Alabama Physical Therapy & Acupuncture
Trial Pipeline
Manipulation and Dry Needling in Patients With Cervicogenic Headache and WAD II
NCT06502951
HVLAT, Electric DN, Exercise Vs. Mobilization, STM, Exercise, TENS for Tension Type Headaches
NCT04609709
Manual Therapy, Exercise and US Vs. Manual Therapy, Exercise and US for Medial Epicondylalgia
NCT04609735
Electrical DN as an Adjunct to Eccentric Exercise, Stretching + MT for Achilles Tendinopathy
NCT03968614
Dry Needling, Manipulation and Stretching vs. Manual Therapy, Exercise and Ultrasound for Lateral Epicondylalgia
NCT03167710
Therapeutic Areas
What the Pipeline for Alabama Physical Therapy & Acupuncture Shows
According to the ClinicalTrials.gov registry, Alabama Physical Therapy & Acupuncture is linked to 5 US clinical trials across every stage of research activity. Of those, 4 studies are currently recruiting — about 80% of the sponsor's indexed portfolio — and 1 are already marked complete, representing roughly 20% of the total. Recruiting share is one of the more practical signals here: it reflects how much of a sponsor's research is presently open to new participants, while the completed share indicates the depth of finished work that has already contributed registry results. Both counts come directly from the public ClinicalTrials.gov dataset and are refreshed on the registry side; this page mirrors the latest data pull without altering it.
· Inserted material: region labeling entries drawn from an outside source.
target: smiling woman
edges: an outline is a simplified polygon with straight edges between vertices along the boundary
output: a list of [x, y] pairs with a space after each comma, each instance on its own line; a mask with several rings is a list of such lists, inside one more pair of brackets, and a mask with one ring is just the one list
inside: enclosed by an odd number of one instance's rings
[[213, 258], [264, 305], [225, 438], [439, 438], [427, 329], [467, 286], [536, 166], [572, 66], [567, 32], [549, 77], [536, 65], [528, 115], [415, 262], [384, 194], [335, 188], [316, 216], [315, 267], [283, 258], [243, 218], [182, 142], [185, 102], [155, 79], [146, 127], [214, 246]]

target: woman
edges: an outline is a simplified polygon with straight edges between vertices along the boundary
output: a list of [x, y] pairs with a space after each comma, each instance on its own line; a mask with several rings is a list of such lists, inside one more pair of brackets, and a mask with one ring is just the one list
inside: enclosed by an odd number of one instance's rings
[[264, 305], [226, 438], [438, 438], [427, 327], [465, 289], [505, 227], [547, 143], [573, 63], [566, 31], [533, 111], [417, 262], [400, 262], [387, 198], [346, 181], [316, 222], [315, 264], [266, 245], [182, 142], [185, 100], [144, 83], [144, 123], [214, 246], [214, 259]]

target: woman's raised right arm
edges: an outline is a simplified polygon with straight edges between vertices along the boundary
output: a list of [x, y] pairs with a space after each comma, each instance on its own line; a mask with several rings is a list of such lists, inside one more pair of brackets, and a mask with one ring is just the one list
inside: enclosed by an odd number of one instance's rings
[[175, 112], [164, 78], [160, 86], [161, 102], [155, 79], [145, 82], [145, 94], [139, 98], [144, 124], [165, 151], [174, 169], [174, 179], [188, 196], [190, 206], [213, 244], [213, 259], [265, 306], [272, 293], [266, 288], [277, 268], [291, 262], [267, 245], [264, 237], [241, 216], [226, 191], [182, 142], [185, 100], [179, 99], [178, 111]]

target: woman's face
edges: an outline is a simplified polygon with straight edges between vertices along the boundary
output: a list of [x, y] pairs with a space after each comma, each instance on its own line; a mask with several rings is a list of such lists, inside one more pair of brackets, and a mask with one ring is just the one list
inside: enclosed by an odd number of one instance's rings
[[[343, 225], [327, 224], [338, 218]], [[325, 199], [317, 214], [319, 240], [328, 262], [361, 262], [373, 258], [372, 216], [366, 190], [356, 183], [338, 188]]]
The phase mix for Alabama Physical Therapy & Acupuncture reports 0 late-stage studies (Phase 3 and Phase 4 combined) and 0 earlier-phase studies (Phase 1 and Phase 2). A portfolio weighted toward Phase 3 usually reflects an organization advancing candidates toward regulatory review, where the research centers on comparative efficacy and broader safety across larger populations. A heavier Phase 1 and Phase 2 tilt generally indicates exploratory work — safety, dosing, and early signal detection — and is common among research-forward sponsors that seed many early programs. Phase 4 entries, when present, track interventions already in real-world use and typically focus on long-term safety, effectiveness across subgroups, or formulation comparisons.
The top therapeutic focus area indexed for Alabama Physical Therapy & Acupuncture is Epicondylalgia with 1 linked trial, and 5 other condition areas appear in the top list above. That distribution is a quick read of where the organization concentrates its research attention; it does not imply product availability, market share, or any clinical endorsement. All numbers on this page come from ClinicalTrials.gov maintained by the National Library of Medicine, and counts can shift as new studies are registered or existing ones update their status. This information is provided for reference and educational purposes only, not as medical, investment, or regulatory advice — verify current details directly with ClinicalTrials.gov before relying on any figure here.
Read our methodology — how this data is sourced, computed, and verified.